Choroid plexus carcinoma: The malignant form can be aggressive, with a tendency to grow and to spread via CSF pathways.
These tumors arise from germ cells, or reproductive cells that are supposed to migrate to the testicles to become sperm or to the ovaries to become eggs. Some travel to the brain in error and develop into tumors.
Germ cell tumors account for 3 to 5 percent of pediatric brain tumors, according to the American Brain Tumor Association. They are often found in the pineal gland, most commonly in teens. Less often, they develop in the area of the pituitary gland, which controls growth and other vital hormones. Most germ cell tumors are malignant but curable.

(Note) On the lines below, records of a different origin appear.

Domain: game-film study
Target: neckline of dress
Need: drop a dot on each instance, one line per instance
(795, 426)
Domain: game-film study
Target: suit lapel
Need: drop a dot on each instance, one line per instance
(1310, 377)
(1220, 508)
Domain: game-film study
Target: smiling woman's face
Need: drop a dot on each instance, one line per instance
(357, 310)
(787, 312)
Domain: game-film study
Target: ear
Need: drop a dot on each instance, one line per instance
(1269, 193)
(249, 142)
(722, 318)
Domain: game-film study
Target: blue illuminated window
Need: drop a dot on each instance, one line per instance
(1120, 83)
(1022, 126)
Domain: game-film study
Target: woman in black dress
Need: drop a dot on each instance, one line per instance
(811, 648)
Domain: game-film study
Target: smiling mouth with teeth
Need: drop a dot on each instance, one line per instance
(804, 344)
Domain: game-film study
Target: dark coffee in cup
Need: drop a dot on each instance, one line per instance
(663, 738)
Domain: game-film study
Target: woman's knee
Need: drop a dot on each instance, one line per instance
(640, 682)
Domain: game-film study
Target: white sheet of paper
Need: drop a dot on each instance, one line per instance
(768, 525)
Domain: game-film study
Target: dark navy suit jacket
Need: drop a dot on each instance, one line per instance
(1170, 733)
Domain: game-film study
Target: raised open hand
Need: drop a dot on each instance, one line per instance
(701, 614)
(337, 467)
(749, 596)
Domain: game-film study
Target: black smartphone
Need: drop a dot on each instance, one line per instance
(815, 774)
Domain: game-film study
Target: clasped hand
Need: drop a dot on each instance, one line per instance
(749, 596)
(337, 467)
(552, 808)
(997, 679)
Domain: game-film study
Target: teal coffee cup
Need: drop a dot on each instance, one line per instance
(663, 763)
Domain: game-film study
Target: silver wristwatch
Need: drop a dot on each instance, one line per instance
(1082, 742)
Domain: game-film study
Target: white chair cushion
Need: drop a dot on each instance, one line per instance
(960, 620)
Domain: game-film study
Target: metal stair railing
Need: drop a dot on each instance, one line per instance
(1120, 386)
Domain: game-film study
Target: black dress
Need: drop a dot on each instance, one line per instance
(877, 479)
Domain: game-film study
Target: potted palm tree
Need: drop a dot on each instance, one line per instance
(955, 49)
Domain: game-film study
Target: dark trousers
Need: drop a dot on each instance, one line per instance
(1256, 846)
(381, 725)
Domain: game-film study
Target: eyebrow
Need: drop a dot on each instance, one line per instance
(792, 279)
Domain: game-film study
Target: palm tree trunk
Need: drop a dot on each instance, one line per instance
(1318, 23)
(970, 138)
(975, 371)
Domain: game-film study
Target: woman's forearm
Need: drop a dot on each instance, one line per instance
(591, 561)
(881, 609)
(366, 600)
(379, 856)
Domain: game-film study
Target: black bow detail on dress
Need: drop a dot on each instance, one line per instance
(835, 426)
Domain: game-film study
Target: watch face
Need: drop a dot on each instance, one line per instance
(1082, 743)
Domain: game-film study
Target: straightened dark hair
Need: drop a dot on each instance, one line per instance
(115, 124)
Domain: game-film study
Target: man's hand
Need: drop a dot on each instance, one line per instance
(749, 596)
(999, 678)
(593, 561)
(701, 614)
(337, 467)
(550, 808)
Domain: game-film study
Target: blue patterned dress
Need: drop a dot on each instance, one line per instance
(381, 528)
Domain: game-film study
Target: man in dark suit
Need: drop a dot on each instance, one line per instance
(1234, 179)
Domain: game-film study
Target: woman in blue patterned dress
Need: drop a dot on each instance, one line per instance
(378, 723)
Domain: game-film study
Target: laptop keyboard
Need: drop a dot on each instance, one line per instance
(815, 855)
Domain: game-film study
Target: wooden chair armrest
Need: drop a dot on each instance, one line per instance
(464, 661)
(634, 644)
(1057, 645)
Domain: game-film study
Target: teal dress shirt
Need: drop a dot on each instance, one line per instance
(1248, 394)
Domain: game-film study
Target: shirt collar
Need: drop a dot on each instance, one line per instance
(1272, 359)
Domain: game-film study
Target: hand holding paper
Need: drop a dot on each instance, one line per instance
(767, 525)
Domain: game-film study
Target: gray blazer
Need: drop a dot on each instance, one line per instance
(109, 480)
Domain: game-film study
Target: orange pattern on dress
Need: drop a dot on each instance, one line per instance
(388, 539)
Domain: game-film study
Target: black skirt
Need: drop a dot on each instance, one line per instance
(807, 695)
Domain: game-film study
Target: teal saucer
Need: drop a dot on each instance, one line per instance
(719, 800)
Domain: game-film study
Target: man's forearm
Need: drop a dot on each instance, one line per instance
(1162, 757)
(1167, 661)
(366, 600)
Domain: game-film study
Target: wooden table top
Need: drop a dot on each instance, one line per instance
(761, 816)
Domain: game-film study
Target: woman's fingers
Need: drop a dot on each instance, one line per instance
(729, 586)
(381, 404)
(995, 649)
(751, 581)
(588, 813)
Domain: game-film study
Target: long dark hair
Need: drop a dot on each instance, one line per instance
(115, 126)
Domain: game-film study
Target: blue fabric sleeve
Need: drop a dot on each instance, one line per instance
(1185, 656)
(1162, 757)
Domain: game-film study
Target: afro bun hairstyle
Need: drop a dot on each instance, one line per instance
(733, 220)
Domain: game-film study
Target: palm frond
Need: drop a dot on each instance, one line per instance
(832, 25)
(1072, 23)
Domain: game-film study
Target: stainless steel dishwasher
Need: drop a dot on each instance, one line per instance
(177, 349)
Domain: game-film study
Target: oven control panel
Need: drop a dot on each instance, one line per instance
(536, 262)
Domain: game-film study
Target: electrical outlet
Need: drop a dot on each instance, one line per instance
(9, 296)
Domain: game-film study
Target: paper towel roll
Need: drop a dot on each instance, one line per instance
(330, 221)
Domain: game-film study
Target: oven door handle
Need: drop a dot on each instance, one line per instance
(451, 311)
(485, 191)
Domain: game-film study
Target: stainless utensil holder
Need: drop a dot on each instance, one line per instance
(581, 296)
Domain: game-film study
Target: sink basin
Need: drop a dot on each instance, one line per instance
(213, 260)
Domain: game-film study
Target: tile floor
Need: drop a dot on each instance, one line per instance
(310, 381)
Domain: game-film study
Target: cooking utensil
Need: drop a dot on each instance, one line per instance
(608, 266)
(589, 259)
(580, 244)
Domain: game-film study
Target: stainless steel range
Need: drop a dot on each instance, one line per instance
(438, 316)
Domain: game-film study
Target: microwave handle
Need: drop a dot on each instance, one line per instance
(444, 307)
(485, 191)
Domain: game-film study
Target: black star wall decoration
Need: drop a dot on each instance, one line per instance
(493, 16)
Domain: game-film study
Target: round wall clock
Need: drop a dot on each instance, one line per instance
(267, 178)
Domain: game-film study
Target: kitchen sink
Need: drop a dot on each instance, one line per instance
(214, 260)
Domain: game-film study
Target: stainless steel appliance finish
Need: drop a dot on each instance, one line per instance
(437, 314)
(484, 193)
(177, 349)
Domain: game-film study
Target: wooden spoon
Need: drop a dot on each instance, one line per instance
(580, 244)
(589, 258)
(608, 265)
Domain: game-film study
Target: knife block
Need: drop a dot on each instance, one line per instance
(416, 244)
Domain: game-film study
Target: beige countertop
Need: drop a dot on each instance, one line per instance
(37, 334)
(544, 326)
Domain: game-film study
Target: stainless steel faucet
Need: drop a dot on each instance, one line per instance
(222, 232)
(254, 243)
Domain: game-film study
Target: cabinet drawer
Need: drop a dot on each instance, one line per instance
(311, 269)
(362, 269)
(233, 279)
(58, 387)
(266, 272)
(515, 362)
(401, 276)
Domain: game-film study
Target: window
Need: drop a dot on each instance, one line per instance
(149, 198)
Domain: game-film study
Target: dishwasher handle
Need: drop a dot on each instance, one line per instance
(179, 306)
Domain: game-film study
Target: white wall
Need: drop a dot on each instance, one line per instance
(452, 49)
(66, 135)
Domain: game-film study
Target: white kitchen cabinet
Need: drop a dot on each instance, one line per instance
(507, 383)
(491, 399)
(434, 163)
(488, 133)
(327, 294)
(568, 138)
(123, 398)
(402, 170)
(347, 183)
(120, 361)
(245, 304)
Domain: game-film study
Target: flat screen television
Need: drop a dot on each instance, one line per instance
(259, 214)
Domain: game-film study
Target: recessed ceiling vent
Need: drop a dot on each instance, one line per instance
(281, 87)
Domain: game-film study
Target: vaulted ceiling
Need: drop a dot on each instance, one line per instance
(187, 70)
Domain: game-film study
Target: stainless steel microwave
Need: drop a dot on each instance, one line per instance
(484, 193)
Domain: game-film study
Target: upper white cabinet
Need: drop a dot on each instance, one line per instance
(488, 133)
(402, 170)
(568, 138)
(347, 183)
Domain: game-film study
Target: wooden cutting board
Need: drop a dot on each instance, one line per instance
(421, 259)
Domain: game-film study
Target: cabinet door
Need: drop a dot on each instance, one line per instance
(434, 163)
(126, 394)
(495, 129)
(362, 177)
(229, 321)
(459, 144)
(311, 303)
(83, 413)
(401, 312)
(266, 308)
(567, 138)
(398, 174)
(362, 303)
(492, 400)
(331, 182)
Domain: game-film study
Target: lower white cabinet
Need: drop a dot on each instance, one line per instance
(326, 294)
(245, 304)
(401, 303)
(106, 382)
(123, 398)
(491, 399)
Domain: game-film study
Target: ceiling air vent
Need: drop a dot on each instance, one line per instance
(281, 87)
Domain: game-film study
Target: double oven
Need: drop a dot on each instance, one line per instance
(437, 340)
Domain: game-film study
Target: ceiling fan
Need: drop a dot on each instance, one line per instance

Germinoma: This is the most common germ cell tumor in the brain. It looks like testicular or ovarian cancer under a microscope but is typically highly treatable.

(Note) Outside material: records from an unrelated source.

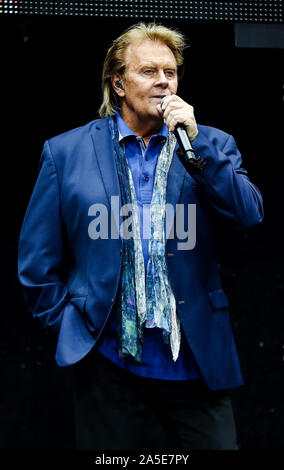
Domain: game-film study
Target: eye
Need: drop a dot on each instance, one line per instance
(170, 73)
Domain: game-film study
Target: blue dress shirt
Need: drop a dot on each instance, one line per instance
(157, 359)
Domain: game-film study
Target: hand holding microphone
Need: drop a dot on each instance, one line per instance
(179, 117)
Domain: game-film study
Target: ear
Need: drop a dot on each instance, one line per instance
(119, 91)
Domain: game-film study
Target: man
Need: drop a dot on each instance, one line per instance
(140, 313)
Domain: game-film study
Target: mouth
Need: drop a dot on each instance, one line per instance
(159, 97)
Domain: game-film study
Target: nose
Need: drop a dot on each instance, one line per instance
(161, 79)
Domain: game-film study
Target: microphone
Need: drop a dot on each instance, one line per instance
(189, 158)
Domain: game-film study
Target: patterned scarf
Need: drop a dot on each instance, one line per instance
(145, 303)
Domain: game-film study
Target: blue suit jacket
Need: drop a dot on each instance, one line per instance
(70, 280)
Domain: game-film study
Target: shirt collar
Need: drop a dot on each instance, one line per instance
(124, 131)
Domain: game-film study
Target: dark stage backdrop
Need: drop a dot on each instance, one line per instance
(50, 83)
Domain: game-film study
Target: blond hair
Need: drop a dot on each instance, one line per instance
(115, 61)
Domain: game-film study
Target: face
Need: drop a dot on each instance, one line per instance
(151, 74)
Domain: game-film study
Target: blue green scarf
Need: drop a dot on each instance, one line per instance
(145, 302)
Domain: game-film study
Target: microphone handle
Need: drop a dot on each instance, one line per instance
(184, 142)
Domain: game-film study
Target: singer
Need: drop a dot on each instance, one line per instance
(143, 325)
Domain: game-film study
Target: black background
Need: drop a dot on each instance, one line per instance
(50, 82)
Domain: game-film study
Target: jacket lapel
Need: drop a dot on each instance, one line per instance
(105, 157)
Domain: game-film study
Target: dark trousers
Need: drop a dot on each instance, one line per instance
(117, 410)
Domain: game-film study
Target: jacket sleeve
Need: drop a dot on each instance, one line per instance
(225, 184)
(41, 254)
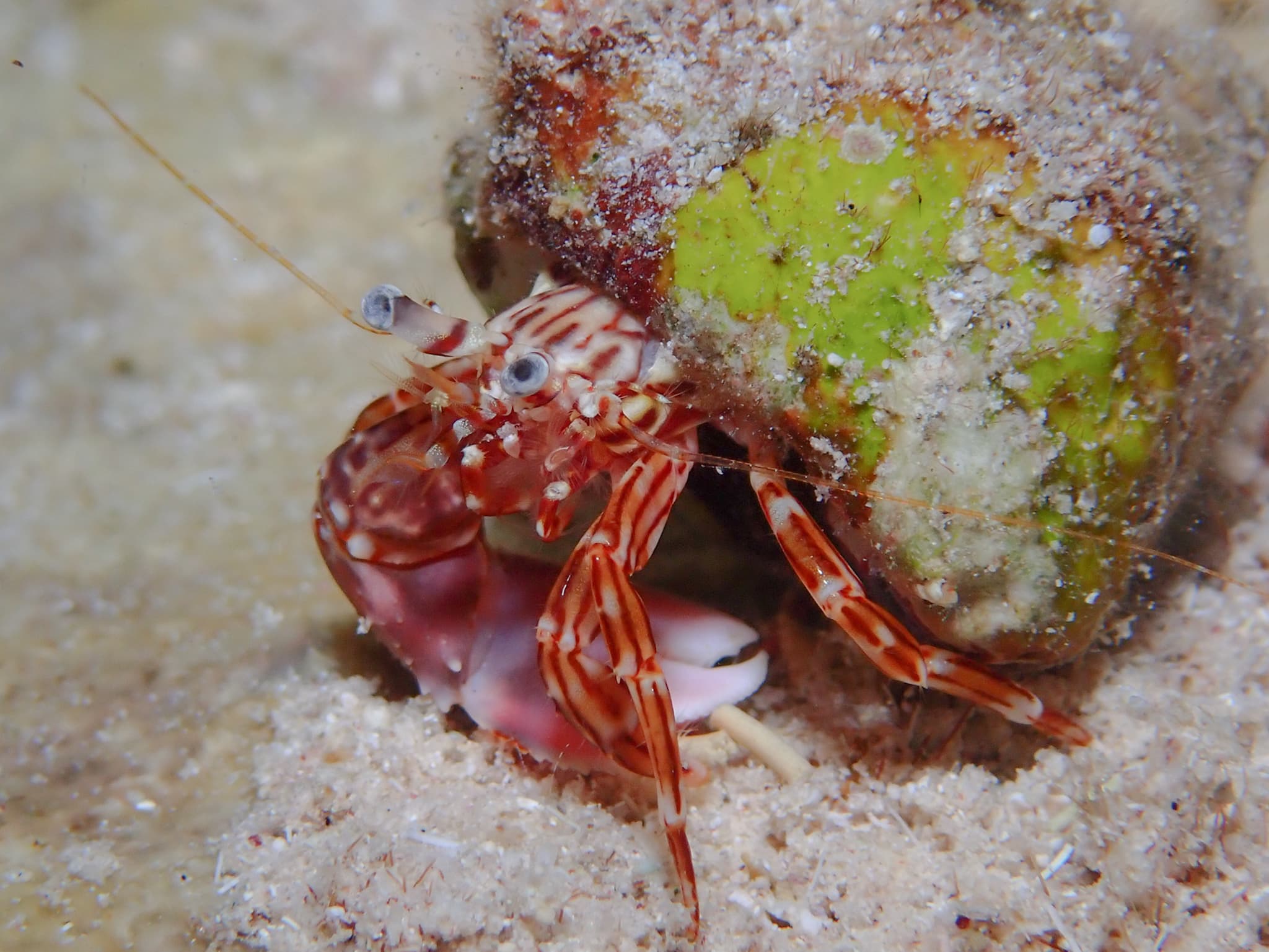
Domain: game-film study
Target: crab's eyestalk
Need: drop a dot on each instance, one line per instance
(386, 307)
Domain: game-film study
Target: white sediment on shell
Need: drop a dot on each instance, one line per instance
(706, 76)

NGGCT, or a nongerminomatous germ cell tumor: This type includes several subtypes. They are made up of a greater variety of cells than germinomas. They are also more likely to spread into cerebrospinal fluid and are generally more difficult to treat.
This benign, slow-growing tumor develops in the area of the pituitary gland, which controls growth and other important hormones, and the optic nerves, which transmit information from the eyes to the brain.
They often contain a mix of fluid and tissue, and they can grow large before they are diagnosed. They account for 5 to 10 percent of childhood brain tumors, according to the American Brain Tumor Association.
Craniopharyngiomas can cause problems by pressing on the pituitary gland, disrupting hormones and sometimes stunting growth; by blocking CSF, causing hydrocephalus; or by pressing on optic nerves, damaging vision.